An example of the strange results of the restriction placed on her letters is found
in a curious footnote to an article in the March 1938 issue of American Literature
entitled "The Genius of Willa Cather." The author, Robert H. Footman, writes:
Since I wrote these words, I have come across a relevant statement by Willa Cather,
the source of which I am not at liberty to publish. She says: "In some books I have
done more careful planning than in others, but always the end was seen from the beginning,
and in each case it was the end that I set out to reachI mean, literally, the end of
the story: not necessarily the scene, but the feeling of the end, the mood in which I
should leave my characters and in which I myself should say good-by to them. But
practically everything beside the central purpose or the central feeling comes
spontaneously and unexpectedly, though they all grow out of the main theme and out of the
feeling and experience that made me choose that theme. (138)
Yehudi Menuhin quotes at length from two personal letters from Cather in his
autobiography Unfinished Journey (pp. 130 and 145). Others, while trying to
respect her wishes, have come dangerously close to quotation, and some have paraphrased in
a less than objective manner, at times distorting the actual content of the letters.
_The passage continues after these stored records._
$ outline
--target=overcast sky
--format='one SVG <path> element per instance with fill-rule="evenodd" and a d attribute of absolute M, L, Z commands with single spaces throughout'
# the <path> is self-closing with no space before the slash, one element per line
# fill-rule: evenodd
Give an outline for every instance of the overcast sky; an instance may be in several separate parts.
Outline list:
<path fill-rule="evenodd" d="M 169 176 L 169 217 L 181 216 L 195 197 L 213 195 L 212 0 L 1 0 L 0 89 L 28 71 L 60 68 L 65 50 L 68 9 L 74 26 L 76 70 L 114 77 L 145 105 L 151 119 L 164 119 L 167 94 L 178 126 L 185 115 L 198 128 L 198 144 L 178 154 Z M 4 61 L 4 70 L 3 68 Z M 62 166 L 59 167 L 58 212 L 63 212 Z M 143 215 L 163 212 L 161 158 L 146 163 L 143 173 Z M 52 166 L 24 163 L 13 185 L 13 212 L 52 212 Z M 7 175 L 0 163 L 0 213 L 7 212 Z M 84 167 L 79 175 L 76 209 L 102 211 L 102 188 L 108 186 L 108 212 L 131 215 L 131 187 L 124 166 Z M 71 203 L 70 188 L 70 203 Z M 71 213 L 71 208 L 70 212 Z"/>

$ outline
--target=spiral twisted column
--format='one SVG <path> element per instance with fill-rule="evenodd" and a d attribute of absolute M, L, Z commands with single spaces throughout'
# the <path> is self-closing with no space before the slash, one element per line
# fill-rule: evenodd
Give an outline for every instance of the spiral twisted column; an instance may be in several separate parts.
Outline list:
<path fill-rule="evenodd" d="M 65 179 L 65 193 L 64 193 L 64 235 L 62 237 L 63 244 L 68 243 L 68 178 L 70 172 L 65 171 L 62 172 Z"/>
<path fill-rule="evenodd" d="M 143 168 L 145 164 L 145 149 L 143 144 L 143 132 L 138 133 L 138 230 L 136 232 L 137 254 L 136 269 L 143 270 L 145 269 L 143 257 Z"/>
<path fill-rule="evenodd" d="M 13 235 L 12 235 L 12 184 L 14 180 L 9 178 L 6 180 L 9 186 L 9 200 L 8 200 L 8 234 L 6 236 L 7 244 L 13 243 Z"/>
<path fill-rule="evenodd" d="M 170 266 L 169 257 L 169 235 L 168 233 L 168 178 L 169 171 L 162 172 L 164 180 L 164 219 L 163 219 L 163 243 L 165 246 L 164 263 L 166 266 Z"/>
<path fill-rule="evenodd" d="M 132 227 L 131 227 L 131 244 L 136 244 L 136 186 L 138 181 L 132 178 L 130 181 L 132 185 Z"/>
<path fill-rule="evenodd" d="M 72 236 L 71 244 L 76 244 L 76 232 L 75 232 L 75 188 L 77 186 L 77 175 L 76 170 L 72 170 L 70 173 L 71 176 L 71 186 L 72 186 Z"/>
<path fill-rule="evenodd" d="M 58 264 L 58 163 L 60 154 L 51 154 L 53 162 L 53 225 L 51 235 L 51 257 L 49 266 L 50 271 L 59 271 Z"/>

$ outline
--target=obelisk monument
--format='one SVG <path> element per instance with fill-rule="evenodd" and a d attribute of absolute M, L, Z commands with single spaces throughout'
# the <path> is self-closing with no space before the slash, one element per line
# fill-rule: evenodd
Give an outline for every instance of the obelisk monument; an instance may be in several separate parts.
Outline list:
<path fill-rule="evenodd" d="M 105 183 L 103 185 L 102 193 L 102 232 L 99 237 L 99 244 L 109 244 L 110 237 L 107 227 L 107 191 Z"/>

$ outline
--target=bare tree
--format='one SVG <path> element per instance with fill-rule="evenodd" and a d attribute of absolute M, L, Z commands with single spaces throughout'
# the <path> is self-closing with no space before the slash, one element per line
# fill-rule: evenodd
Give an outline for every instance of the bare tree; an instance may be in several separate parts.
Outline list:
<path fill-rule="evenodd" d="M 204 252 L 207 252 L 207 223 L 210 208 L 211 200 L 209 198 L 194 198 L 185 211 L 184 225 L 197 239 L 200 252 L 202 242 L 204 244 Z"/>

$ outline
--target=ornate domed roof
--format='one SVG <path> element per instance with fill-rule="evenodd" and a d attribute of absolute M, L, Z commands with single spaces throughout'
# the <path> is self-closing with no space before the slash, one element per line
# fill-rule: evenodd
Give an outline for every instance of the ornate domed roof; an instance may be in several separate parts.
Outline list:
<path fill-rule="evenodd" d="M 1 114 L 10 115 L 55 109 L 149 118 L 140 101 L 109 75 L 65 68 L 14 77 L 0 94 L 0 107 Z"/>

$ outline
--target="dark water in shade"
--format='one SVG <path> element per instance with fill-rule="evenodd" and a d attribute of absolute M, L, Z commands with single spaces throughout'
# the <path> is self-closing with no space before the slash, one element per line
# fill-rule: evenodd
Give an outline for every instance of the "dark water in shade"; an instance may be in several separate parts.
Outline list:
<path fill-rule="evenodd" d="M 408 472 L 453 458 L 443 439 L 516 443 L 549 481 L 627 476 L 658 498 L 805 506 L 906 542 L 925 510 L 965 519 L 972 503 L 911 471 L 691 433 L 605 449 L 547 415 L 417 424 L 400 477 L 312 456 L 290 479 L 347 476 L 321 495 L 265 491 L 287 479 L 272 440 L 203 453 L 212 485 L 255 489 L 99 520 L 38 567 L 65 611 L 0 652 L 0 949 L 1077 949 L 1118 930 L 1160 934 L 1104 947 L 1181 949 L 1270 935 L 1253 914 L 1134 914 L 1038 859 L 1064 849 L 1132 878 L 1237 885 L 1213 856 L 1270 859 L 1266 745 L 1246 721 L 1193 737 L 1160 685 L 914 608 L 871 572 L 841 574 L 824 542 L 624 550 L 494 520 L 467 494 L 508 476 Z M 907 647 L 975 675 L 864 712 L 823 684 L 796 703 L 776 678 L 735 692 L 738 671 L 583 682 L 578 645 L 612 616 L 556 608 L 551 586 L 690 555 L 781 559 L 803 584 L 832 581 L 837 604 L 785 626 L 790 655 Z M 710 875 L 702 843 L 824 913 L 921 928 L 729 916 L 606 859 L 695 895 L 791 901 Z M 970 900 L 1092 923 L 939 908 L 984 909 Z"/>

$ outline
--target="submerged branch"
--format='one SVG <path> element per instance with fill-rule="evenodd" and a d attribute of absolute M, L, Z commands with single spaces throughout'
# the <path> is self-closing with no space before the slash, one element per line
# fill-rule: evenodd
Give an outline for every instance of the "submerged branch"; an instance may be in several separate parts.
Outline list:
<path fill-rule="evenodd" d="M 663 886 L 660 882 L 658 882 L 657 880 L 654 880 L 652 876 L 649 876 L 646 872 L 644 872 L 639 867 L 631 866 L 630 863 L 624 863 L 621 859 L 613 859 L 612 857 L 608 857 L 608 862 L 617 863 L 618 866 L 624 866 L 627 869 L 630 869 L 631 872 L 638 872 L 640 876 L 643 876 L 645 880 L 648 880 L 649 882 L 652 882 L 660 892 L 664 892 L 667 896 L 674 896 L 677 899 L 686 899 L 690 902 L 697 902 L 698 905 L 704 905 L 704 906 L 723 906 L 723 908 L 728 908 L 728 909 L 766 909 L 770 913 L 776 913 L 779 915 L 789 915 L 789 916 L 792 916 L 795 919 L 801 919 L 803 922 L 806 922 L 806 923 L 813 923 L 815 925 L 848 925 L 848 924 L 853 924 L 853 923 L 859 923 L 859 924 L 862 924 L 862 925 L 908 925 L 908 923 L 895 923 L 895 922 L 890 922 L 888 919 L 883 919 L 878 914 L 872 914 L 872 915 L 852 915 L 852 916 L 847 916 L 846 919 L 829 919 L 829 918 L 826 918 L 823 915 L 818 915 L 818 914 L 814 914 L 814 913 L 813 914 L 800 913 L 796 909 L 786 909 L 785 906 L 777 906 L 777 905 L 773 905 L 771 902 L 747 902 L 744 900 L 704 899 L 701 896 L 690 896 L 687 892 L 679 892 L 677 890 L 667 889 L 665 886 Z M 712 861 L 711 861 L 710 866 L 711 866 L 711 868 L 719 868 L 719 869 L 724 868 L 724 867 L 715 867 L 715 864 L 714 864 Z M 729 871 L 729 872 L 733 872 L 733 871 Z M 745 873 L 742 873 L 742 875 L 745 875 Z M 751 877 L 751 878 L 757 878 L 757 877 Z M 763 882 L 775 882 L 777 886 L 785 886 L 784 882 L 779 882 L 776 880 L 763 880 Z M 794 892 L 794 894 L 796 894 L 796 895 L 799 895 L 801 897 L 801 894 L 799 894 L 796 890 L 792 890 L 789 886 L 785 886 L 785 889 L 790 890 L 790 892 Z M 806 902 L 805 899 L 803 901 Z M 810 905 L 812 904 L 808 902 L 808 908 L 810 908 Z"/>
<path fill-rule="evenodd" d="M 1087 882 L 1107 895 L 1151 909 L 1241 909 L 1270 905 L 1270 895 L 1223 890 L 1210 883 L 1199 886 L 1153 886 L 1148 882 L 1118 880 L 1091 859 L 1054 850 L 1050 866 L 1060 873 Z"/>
However, Cather did write a number of letters intended for publication and allowed
a few others to be published during her lifetime. Four of these were reprinted in On
Writing. Others have been reprinted on occasion in a variety of works.
These letters, few though they are, frequently give new insights to Cather's theory
of fiction and the art of writing. They whet the appetite in such a way that one can only
hope her complete extant correspondence might be made available soon.